Как же много воды утекло с тех пор, как я последний раз посещал Астрал! И как все изменилось за какой-то год! Яна. Линда. Знакомства. Ссоры. Разрыв. Кажется, из жизни в жизнь нам суждено было совершать одни и те же ошибки. Нам. Сколько же нас сейчас осталось? Я, Яна, Линда, Хеймдалл, Кот (организатор хренов), Локки-Соловей, Коля, Зверь, Аленка… Нет, всех наверняка не перечислишь. Но сейчас со мной только Иванка-Милица… Последний друг. Пока. Но говорят, что это перед рассветом бывает темнее всего. Да, надо быть пессимистом. Ведь именно пессимисты говорят, что все, хуже не будет. А чертовы оптимисты издевательски поправляют: «Будет, будет». Иванка заметила мою сдерживаемую улыбку. Я озвучил анекдот, как нельзя лучше подходивший к нашему положению, и мы долго смеялись. Даже устроили привал. Боже, как болят ноги. Но надо идти.

* * *

И вот, наконец, мы дошли до заветного входа. Сколько интересно, столетий не ступала туда нога человека? Мы надели наши «циклопы» (знаете, такие фонарики, крепимые на голове) и вошли в пещеру. Конечно, я ожидал увидеть нечто особенное, но все же не смог остаться спокойным при виде открывшегося зрелища. Меч был в старых, довольно грубых ножнах. Несмотря на многовековую пыль его рукоятка так заиграла в свете наших фонарей, что казалось, так и просилась в мои руки. «Не хватало только проблем с таможней,» — промелькнуло у меня голове, но эта мысль сразу затерялась в коридорах сознания, так как нечто более важное стучалось туда, как подвыпивший посетитель в закрывшееся кафе. Я еще не знал, чем обернется это нечто, но уже ясно осознавал себя стоящим у той грани, ступив за которую, я уже никогда не буду прежним, если буду вообще. Хотя последнее в тот момент меня мало пугало, скорее вызывая чувство упоения, воспетого А.С. Пушкиным в его «Пире во время чумы».

Свет от «циклопов» вырвал из тьмы и то, что лежало около меча, подобно «капусте» на офицерской фуражке.
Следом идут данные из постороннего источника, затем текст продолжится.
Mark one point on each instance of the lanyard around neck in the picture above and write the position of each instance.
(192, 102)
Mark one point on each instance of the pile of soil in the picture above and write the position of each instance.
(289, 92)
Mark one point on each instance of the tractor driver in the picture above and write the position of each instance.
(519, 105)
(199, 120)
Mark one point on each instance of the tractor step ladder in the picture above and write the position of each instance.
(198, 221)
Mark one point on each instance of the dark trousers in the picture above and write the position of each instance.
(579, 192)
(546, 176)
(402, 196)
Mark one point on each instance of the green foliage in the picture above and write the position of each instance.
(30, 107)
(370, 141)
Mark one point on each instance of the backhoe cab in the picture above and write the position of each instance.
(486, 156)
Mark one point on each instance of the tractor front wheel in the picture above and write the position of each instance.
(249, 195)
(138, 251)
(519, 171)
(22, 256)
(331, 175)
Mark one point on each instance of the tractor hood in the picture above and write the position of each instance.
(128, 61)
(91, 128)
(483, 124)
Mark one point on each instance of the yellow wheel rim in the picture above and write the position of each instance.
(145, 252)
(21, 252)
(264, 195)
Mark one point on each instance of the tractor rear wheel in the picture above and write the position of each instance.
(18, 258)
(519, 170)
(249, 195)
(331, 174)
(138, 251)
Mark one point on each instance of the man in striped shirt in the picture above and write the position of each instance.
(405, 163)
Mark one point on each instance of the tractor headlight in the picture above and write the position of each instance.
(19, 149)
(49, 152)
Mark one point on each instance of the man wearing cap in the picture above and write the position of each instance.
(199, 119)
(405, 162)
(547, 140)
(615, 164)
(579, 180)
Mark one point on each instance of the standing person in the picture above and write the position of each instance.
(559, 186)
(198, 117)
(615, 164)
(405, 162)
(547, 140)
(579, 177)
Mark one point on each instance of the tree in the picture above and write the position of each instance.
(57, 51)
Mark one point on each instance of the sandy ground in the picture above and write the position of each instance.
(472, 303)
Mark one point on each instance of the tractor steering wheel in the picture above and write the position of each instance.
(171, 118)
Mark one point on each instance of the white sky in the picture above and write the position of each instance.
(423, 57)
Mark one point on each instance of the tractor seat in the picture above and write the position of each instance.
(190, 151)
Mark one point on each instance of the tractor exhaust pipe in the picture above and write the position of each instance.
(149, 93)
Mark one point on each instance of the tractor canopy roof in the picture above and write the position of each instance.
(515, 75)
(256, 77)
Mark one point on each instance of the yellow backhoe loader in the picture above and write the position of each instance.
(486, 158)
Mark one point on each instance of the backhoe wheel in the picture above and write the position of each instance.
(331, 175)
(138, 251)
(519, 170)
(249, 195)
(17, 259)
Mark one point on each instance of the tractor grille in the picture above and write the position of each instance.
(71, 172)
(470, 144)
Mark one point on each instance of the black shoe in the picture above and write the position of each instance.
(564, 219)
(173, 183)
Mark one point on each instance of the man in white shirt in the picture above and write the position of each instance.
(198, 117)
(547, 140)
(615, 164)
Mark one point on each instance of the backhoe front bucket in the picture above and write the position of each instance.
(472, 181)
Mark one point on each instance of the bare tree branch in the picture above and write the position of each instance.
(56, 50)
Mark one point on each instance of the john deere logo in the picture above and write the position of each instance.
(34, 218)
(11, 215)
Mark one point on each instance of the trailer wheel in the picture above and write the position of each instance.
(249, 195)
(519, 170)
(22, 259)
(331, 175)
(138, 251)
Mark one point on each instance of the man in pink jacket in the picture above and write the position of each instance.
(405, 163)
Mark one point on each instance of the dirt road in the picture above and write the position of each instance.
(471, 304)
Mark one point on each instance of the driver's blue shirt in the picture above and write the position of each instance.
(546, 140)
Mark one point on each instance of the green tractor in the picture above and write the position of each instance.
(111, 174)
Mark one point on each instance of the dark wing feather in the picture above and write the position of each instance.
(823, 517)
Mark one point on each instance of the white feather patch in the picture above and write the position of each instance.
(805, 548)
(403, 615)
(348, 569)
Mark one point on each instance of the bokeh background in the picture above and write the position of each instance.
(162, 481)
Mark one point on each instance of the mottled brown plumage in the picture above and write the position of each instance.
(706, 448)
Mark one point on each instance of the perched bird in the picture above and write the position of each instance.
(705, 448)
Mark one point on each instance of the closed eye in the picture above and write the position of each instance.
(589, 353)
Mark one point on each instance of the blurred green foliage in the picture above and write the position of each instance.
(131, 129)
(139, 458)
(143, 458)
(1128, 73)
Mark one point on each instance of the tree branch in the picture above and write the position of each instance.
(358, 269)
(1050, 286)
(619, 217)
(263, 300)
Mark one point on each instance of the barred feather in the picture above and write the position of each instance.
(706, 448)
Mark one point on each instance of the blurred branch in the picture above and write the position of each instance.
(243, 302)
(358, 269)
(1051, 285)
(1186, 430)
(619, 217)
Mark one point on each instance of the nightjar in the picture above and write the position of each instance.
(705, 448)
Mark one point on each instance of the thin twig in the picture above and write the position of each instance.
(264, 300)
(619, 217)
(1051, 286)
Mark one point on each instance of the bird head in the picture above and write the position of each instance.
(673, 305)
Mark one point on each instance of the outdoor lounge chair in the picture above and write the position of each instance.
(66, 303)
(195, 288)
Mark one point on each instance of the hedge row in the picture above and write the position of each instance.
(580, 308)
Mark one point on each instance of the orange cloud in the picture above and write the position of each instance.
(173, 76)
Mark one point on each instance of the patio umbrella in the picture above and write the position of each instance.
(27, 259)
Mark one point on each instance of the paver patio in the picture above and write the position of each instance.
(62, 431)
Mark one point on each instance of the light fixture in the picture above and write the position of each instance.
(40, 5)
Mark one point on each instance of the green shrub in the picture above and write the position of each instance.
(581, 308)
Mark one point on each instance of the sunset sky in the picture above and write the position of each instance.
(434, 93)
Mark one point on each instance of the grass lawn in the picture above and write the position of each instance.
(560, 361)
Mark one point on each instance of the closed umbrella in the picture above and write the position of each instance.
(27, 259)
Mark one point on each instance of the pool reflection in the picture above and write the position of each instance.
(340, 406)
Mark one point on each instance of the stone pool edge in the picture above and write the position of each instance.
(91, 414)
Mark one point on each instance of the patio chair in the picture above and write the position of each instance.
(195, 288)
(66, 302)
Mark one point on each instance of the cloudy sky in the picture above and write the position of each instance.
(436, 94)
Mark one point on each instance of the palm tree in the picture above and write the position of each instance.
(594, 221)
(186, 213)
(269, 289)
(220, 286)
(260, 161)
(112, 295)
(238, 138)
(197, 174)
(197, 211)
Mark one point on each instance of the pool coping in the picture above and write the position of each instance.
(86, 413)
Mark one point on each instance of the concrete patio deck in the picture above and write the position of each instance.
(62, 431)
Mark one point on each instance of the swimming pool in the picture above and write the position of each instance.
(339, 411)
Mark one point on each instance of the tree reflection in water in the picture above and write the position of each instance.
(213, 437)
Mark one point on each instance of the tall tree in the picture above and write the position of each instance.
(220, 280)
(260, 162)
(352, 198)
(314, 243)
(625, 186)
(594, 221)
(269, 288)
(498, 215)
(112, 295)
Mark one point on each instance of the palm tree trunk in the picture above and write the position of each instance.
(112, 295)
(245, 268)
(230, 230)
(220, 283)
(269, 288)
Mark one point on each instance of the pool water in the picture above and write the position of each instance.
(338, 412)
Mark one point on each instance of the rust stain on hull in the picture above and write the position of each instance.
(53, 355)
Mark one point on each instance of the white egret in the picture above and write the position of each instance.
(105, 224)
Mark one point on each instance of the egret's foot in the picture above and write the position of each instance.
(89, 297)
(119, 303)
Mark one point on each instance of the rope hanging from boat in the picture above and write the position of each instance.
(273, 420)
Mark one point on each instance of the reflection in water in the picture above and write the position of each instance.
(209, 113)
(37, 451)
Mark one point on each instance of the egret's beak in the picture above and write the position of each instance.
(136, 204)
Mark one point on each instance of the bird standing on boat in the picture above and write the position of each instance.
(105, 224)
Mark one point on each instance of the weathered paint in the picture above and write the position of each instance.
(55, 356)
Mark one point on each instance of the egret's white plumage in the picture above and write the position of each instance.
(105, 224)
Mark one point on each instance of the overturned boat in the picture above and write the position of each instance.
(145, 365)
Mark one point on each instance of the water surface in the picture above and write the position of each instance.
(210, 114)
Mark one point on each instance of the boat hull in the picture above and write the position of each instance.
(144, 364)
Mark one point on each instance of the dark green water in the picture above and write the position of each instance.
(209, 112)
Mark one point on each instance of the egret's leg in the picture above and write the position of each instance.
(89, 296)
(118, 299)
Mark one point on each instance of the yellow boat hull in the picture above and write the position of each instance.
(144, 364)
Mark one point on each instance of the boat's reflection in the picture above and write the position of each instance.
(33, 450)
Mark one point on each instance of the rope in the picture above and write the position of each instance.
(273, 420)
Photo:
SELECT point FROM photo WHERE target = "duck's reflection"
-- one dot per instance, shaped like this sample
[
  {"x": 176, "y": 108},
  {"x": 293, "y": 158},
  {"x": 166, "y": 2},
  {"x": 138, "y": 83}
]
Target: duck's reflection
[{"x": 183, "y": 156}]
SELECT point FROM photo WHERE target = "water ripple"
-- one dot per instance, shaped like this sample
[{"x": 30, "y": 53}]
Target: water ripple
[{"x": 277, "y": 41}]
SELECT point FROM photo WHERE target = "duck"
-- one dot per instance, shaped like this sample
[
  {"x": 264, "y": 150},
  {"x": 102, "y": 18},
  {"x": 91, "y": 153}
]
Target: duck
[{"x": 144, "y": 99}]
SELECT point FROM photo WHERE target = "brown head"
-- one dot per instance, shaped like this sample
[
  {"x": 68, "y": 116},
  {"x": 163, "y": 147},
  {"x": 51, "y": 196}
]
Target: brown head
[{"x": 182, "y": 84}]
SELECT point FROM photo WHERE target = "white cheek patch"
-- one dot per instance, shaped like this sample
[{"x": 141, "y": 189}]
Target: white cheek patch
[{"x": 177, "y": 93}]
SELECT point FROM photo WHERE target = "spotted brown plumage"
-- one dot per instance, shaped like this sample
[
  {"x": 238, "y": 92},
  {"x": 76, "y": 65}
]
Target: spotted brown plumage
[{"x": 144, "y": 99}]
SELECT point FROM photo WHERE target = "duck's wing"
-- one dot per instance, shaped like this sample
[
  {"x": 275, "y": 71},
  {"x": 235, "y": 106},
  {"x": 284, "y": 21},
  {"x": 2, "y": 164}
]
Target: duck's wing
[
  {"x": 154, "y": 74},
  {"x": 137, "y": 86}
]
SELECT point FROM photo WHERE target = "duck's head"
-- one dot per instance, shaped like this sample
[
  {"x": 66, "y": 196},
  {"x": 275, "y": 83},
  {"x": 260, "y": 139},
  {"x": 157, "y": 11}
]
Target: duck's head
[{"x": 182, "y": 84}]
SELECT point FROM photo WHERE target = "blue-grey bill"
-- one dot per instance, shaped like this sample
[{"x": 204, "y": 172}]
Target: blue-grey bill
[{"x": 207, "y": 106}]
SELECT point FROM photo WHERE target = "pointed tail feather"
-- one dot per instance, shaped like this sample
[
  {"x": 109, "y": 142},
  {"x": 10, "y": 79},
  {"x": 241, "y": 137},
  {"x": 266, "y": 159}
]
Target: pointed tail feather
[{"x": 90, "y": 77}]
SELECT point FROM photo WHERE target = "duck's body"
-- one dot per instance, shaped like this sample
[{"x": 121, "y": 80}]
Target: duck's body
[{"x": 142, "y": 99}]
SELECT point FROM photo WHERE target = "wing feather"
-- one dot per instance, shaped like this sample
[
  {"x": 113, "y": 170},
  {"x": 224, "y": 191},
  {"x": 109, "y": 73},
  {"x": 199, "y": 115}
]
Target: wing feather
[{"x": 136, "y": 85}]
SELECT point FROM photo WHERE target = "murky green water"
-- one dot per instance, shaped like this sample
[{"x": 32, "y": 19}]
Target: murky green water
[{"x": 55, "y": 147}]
Два высохших трупа турецких солдат зловеще улыбались нам из тьмы пещеры (или может быть из глубины веков?). Еще один скелет лежал поодаль. Видимо он принадлежал старому хранителю. Впрочем, какая разница? Теперь и он, и его убийцы были всего лишь тенями прошлого, не рассыпавшимися в пыль только из-за неподдающейся объяснению необычайной сухости воздуха, царившей в пещере.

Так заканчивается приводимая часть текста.